CAPUA: IL “SILENO” IMPICCATO DI PIAZZA DEI GIUDICI

L’INSENSIBILITA’ VERSO LA BELLEZZA PUO’ OFFENDERE UN PREGEVOLE REPERTO ARCHEOLOGICO

Durante queste feste natalizie e di fine anno, i passanti hanno avuto occasione di notare, in Piazza dei Giudici, una singolare coreografia: una specie di collana, fatta di un cavo di gomma, cinge il collo di uno dei busti infissi sulla facciata del Municipio.
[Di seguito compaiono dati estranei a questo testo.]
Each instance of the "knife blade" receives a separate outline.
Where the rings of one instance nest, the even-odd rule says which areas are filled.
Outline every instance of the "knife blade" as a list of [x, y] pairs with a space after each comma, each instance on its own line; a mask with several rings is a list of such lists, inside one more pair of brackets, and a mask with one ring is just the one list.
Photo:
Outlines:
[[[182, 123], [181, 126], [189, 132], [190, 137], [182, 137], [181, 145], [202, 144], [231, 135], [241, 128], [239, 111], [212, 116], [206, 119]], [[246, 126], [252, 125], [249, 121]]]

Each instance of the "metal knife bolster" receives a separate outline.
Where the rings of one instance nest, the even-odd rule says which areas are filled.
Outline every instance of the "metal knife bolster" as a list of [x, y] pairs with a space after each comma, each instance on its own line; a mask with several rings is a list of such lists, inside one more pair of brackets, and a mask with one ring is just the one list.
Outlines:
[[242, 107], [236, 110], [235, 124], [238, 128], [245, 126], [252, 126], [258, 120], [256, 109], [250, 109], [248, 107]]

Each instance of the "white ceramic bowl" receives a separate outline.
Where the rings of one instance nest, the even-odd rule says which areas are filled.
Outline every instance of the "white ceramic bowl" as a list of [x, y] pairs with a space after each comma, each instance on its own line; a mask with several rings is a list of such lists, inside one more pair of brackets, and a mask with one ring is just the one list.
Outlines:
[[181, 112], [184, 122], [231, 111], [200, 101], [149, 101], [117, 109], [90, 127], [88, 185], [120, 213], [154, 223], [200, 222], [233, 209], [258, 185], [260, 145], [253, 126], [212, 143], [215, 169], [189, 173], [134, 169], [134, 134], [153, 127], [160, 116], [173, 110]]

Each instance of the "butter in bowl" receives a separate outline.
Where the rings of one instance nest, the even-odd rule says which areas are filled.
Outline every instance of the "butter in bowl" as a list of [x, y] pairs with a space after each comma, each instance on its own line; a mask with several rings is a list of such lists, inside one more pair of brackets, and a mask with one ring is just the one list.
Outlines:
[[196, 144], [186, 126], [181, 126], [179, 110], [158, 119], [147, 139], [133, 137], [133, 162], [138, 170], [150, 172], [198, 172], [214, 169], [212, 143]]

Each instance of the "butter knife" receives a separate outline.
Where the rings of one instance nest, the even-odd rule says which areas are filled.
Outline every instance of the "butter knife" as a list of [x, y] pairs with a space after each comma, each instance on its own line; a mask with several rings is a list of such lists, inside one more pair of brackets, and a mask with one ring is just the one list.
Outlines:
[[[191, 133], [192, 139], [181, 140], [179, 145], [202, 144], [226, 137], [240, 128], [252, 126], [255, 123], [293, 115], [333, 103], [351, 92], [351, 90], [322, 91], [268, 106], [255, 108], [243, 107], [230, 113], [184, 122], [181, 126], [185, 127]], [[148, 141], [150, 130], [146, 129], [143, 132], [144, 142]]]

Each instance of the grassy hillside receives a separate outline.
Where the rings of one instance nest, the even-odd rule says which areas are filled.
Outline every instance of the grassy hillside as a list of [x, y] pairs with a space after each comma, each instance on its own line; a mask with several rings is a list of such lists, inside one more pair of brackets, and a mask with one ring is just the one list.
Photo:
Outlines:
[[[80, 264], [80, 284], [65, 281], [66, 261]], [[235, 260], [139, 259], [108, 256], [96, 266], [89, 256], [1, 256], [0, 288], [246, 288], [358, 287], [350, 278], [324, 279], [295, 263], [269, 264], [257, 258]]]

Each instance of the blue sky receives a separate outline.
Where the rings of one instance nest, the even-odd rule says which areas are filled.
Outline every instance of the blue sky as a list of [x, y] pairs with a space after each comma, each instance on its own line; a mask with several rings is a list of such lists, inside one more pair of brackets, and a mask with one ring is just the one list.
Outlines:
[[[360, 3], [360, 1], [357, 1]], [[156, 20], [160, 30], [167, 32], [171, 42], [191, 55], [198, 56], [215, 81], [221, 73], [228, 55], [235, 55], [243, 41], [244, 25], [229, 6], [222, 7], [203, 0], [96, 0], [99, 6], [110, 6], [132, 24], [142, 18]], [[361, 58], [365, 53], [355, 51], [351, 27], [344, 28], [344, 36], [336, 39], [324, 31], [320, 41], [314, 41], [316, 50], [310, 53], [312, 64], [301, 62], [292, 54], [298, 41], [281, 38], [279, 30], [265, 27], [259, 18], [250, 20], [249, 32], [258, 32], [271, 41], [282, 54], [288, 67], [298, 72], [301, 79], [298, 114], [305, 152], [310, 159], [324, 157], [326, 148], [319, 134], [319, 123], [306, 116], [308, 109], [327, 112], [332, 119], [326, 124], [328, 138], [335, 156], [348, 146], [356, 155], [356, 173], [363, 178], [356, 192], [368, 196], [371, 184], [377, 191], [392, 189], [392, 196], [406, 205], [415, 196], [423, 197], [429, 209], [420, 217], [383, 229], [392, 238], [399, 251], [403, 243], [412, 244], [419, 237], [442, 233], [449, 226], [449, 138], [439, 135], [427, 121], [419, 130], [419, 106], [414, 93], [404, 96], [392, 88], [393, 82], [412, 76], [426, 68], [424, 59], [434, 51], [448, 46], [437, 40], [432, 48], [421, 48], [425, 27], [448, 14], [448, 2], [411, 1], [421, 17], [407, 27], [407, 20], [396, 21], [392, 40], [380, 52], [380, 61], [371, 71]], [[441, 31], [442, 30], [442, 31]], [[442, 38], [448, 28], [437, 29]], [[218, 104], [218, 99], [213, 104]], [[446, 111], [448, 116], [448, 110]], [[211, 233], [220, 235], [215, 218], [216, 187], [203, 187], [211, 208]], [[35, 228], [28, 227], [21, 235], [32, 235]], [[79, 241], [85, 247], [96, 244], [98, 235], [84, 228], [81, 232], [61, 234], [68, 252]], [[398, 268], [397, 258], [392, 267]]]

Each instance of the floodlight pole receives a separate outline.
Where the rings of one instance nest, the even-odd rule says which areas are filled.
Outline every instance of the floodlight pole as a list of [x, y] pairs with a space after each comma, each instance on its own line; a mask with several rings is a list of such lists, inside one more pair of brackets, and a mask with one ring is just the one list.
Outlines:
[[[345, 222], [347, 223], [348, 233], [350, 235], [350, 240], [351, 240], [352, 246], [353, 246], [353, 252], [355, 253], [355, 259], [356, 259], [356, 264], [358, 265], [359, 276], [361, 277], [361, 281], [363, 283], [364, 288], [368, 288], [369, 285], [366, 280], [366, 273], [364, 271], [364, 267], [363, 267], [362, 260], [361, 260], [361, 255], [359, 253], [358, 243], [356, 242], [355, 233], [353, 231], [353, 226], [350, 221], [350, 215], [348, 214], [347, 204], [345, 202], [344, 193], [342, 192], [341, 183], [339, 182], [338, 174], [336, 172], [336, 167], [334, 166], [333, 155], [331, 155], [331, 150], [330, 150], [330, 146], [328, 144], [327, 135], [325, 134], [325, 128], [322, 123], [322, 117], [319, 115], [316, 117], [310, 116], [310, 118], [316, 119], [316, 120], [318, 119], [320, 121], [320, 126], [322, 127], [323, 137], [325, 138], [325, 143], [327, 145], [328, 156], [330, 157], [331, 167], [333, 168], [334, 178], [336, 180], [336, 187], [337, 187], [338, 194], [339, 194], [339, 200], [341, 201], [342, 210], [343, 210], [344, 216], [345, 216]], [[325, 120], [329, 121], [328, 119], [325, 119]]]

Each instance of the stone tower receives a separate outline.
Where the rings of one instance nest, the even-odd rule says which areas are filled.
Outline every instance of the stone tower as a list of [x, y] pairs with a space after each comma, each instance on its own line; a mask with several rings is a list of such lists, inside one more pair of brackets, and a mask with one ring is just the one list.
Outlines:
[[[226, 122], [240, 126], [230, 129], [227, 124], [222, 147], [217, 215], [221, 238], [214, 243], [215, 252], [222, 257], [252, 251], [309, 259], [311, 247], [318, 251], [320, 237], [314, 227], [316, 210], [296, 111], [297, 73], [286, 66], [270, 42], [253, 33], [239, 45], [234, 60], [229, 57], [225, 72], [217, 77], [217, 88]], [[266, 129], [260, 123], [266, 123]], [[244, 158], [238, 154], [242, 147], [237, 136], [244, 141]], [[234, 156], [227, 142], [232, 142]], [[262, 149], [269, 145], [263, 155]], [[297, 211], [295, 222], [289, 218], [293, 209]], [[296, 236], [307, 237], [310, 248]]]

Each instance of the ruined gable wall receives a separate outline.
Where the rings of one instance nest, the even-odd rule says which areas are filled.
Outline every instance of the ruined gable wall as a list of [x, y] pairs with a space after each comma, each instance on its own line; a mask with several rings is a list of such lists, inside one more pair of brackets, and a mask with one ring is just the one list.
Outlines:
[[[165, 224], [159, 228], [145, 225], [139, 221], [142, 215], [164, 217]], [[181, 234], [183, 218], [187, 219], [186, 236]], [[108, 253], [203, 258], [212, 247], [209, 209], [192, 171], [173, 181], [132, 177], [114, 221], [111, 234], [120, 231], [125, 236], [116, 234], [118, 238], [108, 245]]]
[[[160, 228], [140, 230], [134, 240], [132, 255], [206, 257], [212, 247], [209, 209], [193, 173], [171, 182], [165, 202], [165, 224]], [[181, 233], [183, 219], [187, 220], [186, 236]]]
La collana è costituita da un cavo elettrico, utilizzato per le luminarie della piazza, in occasione delle festività, attorcigliato più volte intorno al collo del busto di una divinità pagana, proveniente dall’Anfiteatro di Santa Maria C.V.. Secondo le indicazioni provenienti dagli archeologi di quell’anfiteatro, si tratta del busto di un Sileno barbato. Come è noto, oltre questo, ci sono protomi e busti di altre divinità e semidei e precisamente quelli di Giove, di Apollo, di Mercurio, nonché una maschera teatrale. Nella foto a corredo del presente articolo si può cogliere la corrispondenza tra il nome della divinità ed il busto che la rappresenta. Questi busti e protomi decoravano l’Anfiteatro Campano. Alcuni costituivano anche delle chiavi d’arco dell’imponente costruzione. L’operaio che ha provveduto ai lavori ha pensato di sistemare frettolosamente il cavo troppo eccessivo in lunghezza rispetto al bisogno, facendolo ruotare più volte intorno al busto del Sileno barbato, senza rendersi conto che in tal modo ha oltraggiato un importante reperto archeologico.

Il busto di Sileno

Se ci avesse pensato un poco di più, poteva avvolgerlo alle sbarre di una retrostante finestra. I turisti che vengono a Capua transitano quasi sempre per Piazza dei Giudici, il salotto della nostra cittadina, ammirando con curiosità ed ammirazione quei busti, cercando di coglierne il sotteso significato. Per noi capuani, habitué della piazza, i reperti in questione, magari, non esercitano alcun particolare fascino, ma per chi ci arriva per la prima volta, costituiscono una suggestiva attrattiva, anche per tutta la storia a cui essi rimandano. Probabilmente l’esuberanza di reperti archeologici ci rende insensibili alla grande bellezza.